Basket Willows:  Useful, easy-to-grow plants add a unique touch to landscapes.  In addition to their use for basket making, willows root very readily and a tea made from willows can be used to help cuttings from other plants root.  The bark is also a source of salicin, which is metabolized into salicylic acid, a precursor to aspirin.  They prefer moist sites in full sun but have proven to be very adaptable.  For growing rods to weave into baskets, they are best managed by coppicing or pollarding in which all or most of the plant is cut off each winter.  This forces new buds to sprout up fast and furious in the spring, creating long, straight shoots without branches.  It also keeps them to a small size since they will all grow into medium-sized trees with time.  Keep away from septic and water lines since their roots are very clever at finding water and nutrient sources!  

Golden Corkscrew Willow:  Branches grow horizontally and twist and curl.  Fast growing shade tree to 30' but can be coppiced/pollarded to keep smaller.  If grown into treeform, it takes on a "weeping willow" appearance.  Branches are great for dry or fresh flower arrangements and add lumpy bumpy interest to basketry projects.

Dicky Meadows:   Mint green, productive and straight basket willow.

Noir de Touraine: Dark brown to black, slender basket willow.  We saw some dieback in the two polar vortex winters on this variety so it's probably not hardy much further north.

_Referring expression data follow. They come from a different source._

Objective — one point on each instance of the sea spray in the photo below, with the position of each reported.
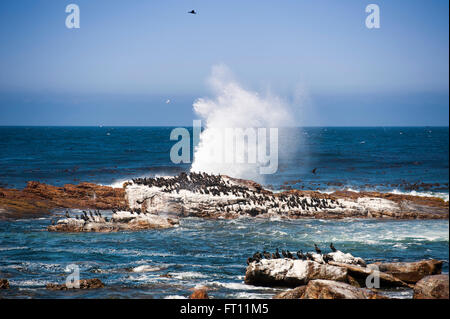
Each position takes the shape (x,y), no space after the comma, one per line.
(234,108)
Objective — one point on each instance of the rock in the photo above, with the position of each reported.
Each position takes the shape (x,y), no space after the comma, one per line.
(94,283)
(346,258)
(328,289)
(295,293)
(360,274)
(432,287)
(4,284)
(290,273)
(411,272)
(199,293)
(132,223)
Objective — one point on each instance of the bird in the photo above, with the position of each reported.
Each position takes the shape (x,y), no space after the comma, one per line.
(333,249)
(317,249)
(300,255)
(277,254)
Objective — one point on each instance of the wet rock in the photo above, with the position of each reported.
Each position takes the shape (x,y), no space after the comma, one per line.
(290,273)
(360,274)
(133,222)
(94,283)
(432,287)
(411,272)
(328,289)
(295,293)
(4,284)
(199,293)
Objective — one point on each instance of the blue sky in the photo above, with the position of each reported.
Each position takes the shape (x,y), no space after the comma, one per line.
(129,57)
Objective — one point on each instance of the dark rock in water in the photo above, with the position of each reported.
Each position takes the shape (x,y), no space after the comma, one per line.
(290,273)
(328,289)
(199,293)
(411,272)
(94,283)
(4,284)
(360,274)
(295,293)
(432,287)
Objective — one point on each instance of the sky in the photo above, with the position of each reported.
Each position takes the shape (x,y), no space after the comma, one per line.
(128,57)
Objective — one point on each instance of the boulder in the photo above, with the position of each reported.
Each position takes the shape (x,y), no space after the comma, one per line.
(360,274)
(286,272)
(328,289)
(432,287)
(84,284)
(199,293)
(295,293)
(4,284)
(410,272)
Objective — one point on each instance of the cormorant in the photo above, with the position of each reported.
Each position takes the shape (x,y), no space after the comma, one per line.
(333,249)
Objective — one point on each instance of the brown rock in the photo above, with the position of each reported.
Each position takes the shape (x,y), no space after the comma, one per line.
(295,293)
(199,293)
(360,274)
(285,272)
(94,283)
(328,289)
(432,287)
(4,284)
(411,272)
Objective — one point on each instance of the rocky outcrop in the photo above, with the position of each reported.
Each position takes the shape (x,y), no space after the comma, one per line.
(94,283)
(199,293)
(37,199)
(214,196)
(358,274)
(328,289)
(4,284)
(290,273)
(295,293)
(410,272)
(432,287)
(120,221)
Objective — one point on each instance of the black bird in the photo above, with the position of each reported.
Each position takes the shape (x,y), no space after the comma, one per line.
(300,255)
(277,254)
(333,249)
(317,249)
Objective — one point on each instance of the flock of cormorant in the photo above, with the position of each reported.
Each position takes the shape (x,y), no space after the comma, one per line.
(253,201)
(287,254)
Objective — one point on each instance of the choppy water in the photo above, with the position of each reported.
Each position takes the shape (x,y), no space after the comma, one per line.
(198,252)
(204,252)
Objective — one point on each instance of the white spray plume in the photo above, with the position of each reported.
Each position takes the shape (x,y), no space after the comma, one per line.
(234,107)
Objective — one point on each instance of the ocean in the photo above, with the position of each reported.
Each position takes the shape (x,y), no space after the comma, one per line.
(213,252)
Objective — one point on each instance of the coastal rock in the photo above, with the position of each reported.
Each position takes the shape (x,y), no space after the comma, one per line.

Orange: Not sure of the variety but probably 'Britzensis', a beautiful orange to red basket willow. 

Quart pots $6; gallon* pots $12 +tax; Cuttings $1.50/stick (bulk quantities available for less, depending on availability)  

We do not ship plants. (unless otherwise noted) To reserve plants please either call us at  812-723-5259 or email us, and schedule an appointment to pick them up. We can also DELIVER for a fee to our general region.          

*size designations are nominal. We use “trade gallons” (which are slightly less than a gallon) as well as recycled pots that may vary in exact size.  There are a limited number of two gallon plants available – first come first serve.